Draining canal on Imja Tsho

It’s like handling a water butt. The amount of rainfall is not manageable. If you want to prevent the butt from overflowing, you must drain the water. According to this model, the water level of Imja Tsho has now been lowered by a total of 3.40 meters over a period of two months. The glacial lake in the Everest region, which is almost 150 meters deep in some places, has steadily expanded over the last few years as a result of climate change, and has become a threat to the downstream villages, especially the nearby located Chukhung and Dingboche. A bursting of the natural dam at an altitude of about 5,000 meters could have devastating consequences. Soldiers from the Nepalese army were involved in the construction work for the canal, via which a total of four billion liters of water were drained. According to the government in Kathmandu, “an estimated 96,562 people, including tourists” – for this exact estimate Nepal earns an entry in the Guinness Book of Records 😉 – are expected to benefit from the project, which cost about three million US dollars and was funded by the United Nations. Daene McKinney, professor of Environmental and Water Resources Engineering at the University of Texas at Austin, was on site and has replied to my questions.

Professor McKinney, you were involved in the Imja Lake lowering project in the Everest region. How dangerous did you assess the situation before starting to drain the water?

Imja Tsho, seen from space

We have been researching this question of the risk of Imja Lake for a number of years now. This work has involved field observations and measurements, community consultations and detailed computer modeling.  Our most recent publication on this, Rounce et al. (2016), notes that the risk of the lake is “moderate”. This categorization is based on both the current status of “low” hazard of the lake and future hazard status of “very high” due to the continued expansion of the lake that will result in the possibility of avalanches falling into the lake in the future (but not at the present time).

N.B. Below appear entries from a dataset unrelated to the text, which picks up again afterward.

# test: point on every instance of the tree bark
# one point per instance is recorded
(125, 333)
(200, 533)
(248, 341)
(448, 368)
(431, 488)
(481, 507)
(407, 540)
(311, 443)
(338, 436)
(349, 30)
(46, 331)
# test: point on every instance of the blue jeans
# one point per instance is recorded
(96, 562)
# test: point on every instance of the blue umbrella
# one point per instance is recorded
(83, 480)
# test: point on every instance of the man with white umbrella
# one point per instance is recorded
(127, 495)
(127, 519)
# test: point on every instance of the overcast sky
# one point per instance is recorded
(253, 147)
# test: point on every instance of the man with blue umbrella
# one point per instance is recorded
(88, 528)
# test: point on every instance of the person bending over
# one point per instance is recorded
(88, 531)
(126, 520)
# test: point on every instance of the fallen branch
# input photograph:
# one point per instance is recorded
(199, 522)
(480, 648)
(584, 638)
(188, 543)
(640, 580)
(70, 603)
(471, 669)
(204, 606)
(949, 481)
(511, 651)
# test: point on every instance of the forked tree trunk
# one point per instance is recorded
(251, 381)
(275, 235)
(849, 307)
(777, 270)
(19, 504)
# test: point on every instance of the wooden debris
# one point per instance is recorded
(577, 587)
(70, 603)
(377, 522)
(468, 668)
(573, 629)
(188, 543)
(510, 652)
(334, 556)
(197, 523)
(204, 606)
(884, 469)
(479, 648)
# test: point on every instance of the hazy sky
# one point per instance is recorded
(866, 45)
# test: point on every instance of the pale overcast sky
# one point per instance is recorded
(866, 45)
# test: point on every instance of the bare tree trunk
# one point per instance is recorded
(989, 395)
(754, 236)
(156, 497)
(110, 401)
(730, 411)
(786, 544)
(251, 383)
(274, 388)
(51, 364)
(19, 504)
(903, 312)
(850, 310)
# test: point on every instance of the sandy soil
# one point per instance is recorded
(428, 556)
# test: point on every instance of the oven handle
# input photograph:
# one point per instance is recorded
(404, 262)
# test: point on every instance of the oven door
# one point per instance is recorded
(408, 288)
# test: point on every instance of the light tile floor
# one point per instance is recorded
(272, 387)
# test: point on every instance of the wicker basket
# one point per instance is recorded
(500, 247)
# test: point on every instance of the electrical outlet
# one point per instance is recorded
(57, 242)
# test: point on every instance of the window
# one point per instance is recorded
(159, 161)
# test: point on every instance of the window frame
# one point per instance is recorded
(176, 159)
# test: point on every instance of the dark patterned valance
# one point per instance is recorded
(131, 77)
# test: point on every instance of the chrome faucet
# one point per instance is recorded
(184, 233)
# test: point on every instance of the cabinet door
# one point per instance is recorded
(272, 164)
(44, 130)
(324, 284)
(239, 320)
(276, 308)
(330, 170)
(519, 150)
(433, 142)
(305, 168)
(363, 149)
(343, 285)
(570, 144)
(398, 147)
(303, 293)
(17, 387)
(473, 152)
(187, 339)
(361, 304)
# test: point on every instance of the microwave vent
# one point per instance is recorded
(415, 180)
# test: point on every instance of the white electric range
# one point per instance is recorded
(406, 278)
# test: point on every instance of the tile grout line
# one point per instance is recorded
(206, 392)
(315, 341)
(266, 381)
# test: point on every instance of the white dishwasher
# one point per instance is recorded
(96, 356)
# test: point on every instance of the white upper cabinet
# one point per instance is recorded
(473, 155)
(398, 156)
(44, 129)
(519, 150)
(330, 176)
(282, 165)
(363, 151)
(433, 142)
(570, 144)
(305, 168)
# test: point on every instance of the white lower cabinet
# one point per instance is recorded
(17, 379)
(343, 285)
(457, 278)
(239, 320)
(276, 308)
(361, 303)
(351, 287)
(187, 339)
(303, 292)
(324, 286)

Do you think the situation is now under control?

The recent lowering of the lake by 3-3.5 m has certainly reduced hydrostatic pressure from the lake on the terminal moraine to some extent and this helps. However, the lake continues to expand and in the future, the situation will become a problem. In addition, the small lakes that make up the outlet channel of the lake continue to deteriorate and coalesce into the main body of the lake due to the ice-cored nature of the moraine.  This will act to increase pressure on the moraine and increase the risk to some extent.

Daene McKinney on the lakeside of Imja Tsho

The Nepalese government talked about a “milestone adaption work not only for Nepal but across globally”. It was a pilot project. How realistic is it to transfer the Imja model to other potentially dangerous glacier lakes?

The construction experience of Imja is of great value to the region, demonstrating the ability to perform such work at high altitude remote locations.  However, the design criteria for lowering the lake (lower the lake at least 3 m) were arbitrarily selected with no scientific or engineering basis.  This was similar to the situation at Tsho Rolpa (in the Rolwaling Valley), the only other lake that has been lowered n Nepal.  It is hoped that when considering the design of lake lowering systems for other lakes in Nepal, e.g.  Thulagi Lake (located near the eight-thousander Manaslu), that a more systematic and scientific method will be used to decide of the “safe” lake level.

It is to be expected, that climate change will cause more glacial lakes in the Himalayas or aggravate the situation at already existing lakes. Do you think the problem can be handled?

Definitely, more lakes are appearing and expanding every year in the Himalayas and this will continue for the foreseeable future. Some of these will turn out to pose risk to downstream communities and infrastructure. The level of risk posed by these lakes must be assessed (something that we are working on now) and acceptable risk levels must be determined to protect downstream people and assets. In cases where the risk is too high, new lake safety systems must be properly designed and implemented.